Macbeth: The performance was a homage to the three witches. This was amusing because the recording had started and was playing for a while before the performer came out. Everyone was looking around like they were expecting her to come down from the ceiling or something. It was a seductive, mysterious dance.

Winter’s Tale: This was a take on the famous stage direction, “Exit, pursued by a bear”. The assistant, in several guises (eg Smokey the Bear) would chase the performer around the stage. It was hilarious.

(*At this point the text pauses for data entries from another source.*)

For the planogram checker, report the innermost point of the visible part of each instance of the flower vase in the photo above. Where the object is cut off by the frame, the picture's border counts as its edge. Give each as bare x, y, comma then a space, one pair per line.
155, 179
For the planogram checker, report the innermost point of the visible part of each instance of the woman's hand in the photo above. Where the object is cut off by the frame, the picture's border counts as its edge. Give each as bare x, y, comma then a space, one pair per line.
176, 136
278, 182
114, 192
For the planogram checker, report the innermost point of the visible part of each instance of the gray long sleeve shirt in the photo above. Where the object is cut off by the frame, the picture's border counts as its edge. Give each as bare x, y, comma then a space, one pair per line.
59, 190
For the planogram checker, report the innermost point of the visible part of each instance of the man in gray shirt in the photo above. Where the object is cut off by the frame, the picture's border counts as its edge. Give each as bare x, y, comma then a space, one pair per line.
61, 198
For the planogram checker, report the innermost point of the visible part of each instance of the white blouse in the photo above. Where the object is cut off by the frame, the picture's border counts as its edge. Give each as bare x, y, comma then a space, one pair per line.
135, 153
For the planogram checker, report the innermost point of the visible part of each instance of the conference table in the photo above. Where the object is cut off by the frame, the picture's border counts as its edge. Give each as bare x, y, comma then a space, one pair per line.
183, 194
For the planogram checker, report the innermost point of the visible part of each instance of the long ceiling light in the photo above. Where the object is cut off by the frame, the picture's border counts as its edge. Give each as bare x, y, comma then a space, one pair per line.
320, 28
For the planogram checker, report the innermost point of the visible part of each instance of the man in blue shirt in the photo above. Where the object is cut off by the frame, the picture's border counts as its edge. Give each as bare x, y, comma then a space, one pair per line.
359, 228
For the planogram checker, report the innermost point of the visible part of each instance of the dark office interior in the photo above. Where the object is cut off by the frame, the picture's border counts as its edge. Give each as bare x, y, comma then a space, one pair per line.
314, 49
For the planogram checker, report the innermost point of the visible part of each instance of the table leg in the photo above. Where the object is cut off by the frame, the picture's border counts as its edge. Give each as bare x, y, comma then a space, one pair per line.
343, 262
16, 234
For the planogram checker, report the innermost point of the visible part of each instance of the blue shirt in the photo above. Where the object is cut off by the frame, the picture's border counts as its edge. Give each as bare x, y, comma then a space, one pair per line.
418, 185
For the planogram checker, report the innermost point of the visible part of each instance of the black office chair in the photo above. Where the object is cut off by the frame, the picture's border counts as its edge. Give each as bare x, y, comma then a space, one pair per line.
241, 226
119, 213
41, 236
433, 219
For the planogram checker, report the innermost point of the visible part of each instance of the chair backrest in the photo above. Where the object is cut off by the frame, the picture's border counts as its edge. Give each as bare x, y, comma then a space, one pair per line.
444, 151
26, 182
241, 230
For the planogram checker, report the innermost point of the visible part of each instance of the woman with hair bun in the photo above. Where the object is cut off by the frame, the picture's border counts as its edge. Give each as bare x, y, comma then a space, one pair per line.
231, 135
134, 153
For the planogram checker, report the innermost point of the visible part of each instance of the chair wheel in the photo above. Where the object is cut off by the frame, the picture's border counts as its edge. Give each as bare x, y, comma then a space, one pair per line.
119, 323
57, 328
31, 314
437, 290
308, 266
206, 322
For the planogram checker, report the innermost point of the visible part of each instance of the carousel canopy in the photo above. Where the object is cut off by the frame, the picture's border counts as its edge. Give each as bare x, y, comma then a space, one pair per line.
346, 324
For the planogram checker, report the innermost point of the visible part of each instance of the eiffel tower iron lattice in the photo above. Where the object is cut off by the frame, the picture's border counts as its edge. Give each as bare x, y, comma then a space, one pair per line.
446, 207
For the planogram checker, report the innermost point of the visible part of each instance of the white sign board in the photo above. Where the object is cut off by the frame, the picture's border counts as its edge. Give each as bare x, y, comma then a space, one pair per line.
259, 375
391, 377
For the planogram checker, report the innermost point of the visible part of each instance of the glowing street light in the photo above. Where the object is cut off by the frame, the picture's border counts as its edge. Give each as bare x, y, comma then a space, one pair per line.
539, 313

Tempest: This was a homage to Caliban. This was a pretty disturbing performer.  She was in fright makeup and barely had any clothing on, and what clothing was very loose fitting (things were bouncing around always on the verge of escaping). It was a an eerie performance where she spent most of the time on her hands and knees crawling around, thrusting her tongue in and out.

Hamlet: The performer (in male drag) started off by reading the Alas, Poor Yorick speech. He abruptly stopped and began to do a striptease. Again, he was dressed in male clothing. He seductively took off his shirt, his pants, his briefs, and ended up wearing nothing but a jock and two flesh colored pasties. Doing a striptease as a man in a drag show was clearly an interesting, political statement.

The most extreme performance did not have any clear Shakespearean connection (at least to me). She was dressed from head to toe in a white body suit representing something like a shroud. She started the scene off by vomiting blood (plastic sheets had to be laid before she started). A man entered the scene and she embraced him lovingly and then bloodily killed him. This was obviously some revenge scenario. All in all, it was pretty horrifying. There were people in the audience that had shocked expressions. There were about five children (maybe 8 – 13) that, from their looks, might have interesting dreams tonight.

I didn’t not know what to expect, but I did not expect what I saw. The fact that both I was surprised and I was greatly entertained meant that it was an awesome night indeed.